Amerikalı yönetmen,1963’te Tennesse’de doğdu. 15 yaşındayken oyuncu olmak için eğitimini yarım bıraktı. Altı yıl oyuncu olmak için dersler aldıktan sonra 1985’te video-film kasetleri satan bir dükkânda çalışmaya başladı. Bu süre içinde sürekli film izledi. Bir tiyatro ajansına girdi. Bu arada senaryolar yazmaya başladı. 1986’da film yapmaya karar verdi. “My Best Friend’s Birthday” adlı bu film yarım kaldı.1992’de “Reservoir Dogs” adlı ilk filmini çekti. Tarantino’nun 1993’te çekmiş olduğu “Pulp Fiction”adlı filmi 1994 Cannes Film Festivali’nde Altın Palmiye Ödülü’nü kazandı.
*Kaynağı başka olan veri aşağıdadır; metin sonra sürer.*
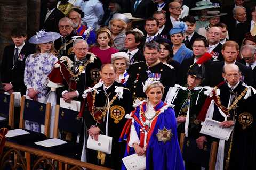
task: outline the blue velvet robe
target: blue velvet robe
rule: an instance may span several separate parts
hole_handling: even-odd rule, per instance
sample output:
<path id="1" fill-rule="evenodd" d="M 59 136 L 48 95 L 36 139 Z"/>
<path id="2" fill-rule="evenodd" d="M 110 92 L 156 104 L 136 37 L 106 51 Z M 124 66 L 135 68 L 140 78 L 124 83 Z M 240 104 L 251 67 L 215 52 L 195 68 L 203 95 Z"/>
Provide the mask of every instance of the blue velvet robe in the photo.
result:
<path id="1" fill-rule="evenodd" d="M 143 110 L 146 109 L 146 103 L 142 104 Z M 155 110 L 157 110 L 164 105 L 164 103 L 161 101 L 154 107 L 154 109 Z M 136 108 L 134 113 L 133 115 L 132 115 L 132 117 L 134 118 L 133 125 L 137 135 L 140 138 L 139 131 L 141 124 L 137 122 L 139 121 L 140 106 Z M 185 169 L 177 139 L 176 118 L 174 109 L 169 107 L 155 118 L 157 120 L 155 125 L 152 123 L 150 128 L 150 129 L 153 128 L 154 130 L 149 141 L 148 143 L 147 142 L 146 154 L 146 169 Z M 164 143 L 163 141 L 158 141 L 156 135 L 158 133 L 158 130 L 162 130 L 165 127 L 167 130 L 171 130 L 173 135 L 171 137 L 170 140 Z M 127 137 L 125 135 L 125 136 Z M 133 148 L 129 147 L 127 144 L 127 148 L 124 157 L 134 153 L 135 153 L 135 151 Z M 123 166 L 122 169 L 126 169 L 124 165 Z"/>

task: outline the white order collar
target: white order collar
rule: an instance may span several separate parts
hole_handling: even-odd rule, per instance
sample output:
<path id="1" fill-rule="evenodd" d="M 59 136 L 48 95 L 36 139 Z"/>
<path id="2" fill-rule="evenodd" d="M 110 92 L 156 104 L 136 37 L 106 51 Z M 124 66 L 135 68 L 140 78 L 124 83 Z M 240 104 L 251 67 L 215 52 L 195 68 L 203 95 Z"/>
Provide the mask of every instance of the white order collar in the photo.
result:
<path id="1" fill-rule="evenodd" d="M 228 84 L 228 86 L 232 90 L 234 90 L 236 88 L 236 87 L 237 87 L 237 86 L 238 86 L 239 83 L 240 83 L 240 80 L 238 81 L 238 82 L 236 84 L 236 85 L 234 86 L 231 86 L 230 84 L 229 84 L 229 83 L 228 82 L 227 83 L 227 84 Z"/>

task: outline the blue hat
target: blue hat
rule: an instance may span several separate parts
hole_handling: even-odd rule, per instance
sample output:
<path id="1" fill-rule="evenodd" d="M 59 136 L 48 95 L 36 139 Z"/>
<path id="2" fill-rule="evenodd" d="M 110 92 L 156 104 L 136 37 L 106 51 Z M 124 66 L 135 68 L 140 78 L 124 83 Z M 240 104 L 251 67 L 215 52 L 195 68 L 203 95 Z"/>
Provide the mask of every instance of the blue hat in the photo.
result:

Filmlerinde şiddet olgusunu bir iletişim aracı olarak kullanan Tarantino, şiddetin günlük hayatın bir parçası haline dönüştüğü, duyguların önemsenmediği bir dünya gösterir. Filmlerinden bazılarını Reservior Dogs (1992), Pulp Fiction (1993), Four Rooms (1996), Jackie Brown (199 ve Kill Bill (2003) olarak sıralayabiliriz.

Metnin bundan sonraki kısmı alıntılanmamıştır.